Scott County, 11 others promoting 'Kentucky After Dark' tourism campaign

It’s called “dark tourism,” and thanks to a new marketing campaign, a state known for horses and bourbon may be gathering a new reputation for ghosts and goblins.

Dylan Marson is the communications manager for Georgetown/Scott County Tourism, one of 12 tourism offices around the state that split $220,000 in federal ARPA funds for the campaign. He says they’re promoting Dead Man’s Hollow – a stretch of U.S. 25 in the northern part of the county.

“There's like highway robbery, murders, and banditry and Civil War disputes, and all sorts of like, it's got a very bloody history back there. So you can imagine, over the years, it kind of developed some spooky stories of people traveling down the roads, people would see goblins in the woods, and all sorts of ghosts in the nearby cave where people found dumped bodies.”

Marson says their marketing campaign began October 1st and will continue indefinitely. He says it seems to be paying off with local and out-of-state tourists who want to check out Dead Man’s Hollow and other supposed supernatural sites.

“We had a couple of which came all the way from Tennessee. And so they had been coming up on their weekends and hitting up every single one of the locations on the passports here. And so they were very big into like the cryptids. So that they had just gotten back from West Virginia. So they were doing all the Mothman stuff over there. And then they saw this campaign, and they're like, ‘Oh, we gotta go.’ So they've been hitting up every single one of them.”
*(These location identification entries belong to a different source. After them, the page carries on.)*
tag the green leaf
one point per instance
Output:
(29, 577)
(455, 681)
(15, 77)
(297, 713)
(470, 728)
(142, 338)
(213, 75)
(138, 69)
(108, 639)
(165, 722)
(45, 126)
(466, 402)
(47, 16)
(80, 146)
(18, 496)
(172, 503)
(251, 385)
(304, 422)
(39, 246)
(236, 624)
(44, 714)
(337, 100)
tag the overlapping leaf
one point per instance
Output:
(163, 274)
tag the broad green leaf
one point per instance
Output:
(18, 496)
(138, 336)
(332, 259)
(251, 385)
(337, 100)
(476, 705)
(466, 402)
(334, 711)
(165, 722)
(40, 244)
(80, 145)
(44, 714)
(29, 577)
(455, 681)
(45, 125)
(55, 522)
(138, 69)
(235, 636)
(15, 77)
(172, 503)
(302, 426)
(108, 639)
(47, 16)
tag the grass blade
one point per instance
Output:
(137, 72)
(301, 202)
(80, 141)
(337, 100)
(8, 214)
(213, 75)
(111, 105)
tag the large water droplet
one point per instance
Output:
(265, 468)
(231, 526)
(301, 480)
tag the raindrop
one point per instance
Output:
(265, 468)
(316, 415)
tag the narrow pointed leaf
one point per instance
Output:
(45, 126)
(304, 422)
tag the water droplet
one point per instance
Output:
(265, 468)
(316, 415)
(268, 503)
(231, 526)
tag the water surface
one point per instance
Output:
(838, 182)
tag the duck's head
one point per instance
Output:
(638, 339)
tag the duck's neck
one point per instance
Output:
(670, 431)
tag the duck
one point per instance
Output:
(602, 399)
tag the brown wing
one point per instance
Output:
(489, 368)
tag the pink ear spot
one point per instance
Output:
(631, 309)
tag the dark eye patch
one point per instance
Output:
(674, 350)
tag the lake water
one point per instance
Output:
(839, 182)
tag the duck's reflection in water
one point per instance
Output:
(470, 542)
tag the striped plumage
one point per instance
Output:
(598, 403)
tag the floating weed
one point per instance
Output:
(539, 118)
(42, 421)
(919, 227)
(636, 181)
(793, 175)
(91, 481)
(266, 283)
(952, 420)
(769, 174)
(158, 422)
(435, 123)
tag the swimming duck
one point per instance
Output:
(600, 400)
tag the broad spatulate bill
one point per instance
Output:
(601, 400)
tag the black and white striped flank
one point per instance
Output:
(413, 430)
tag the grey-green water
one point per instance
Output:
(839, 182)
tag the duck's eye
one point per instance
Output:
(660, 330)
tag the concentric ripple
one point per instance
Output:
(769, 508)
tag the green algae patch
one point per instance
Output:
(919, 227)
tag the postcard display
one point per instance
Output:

People who get their passports checked at half the sites will receive a Kentucky After Dark prize. Right now, it’s a logoed keychain. Meantime, Marson and company are collecting other tales, however tall, to share, in the hopes that Dark Tourism pays off in a light shade of green.

“If a cool ghost story or hauntings and spooky roads, bring people out to come into our communities and spend money. I think that's a worthy endeavor.”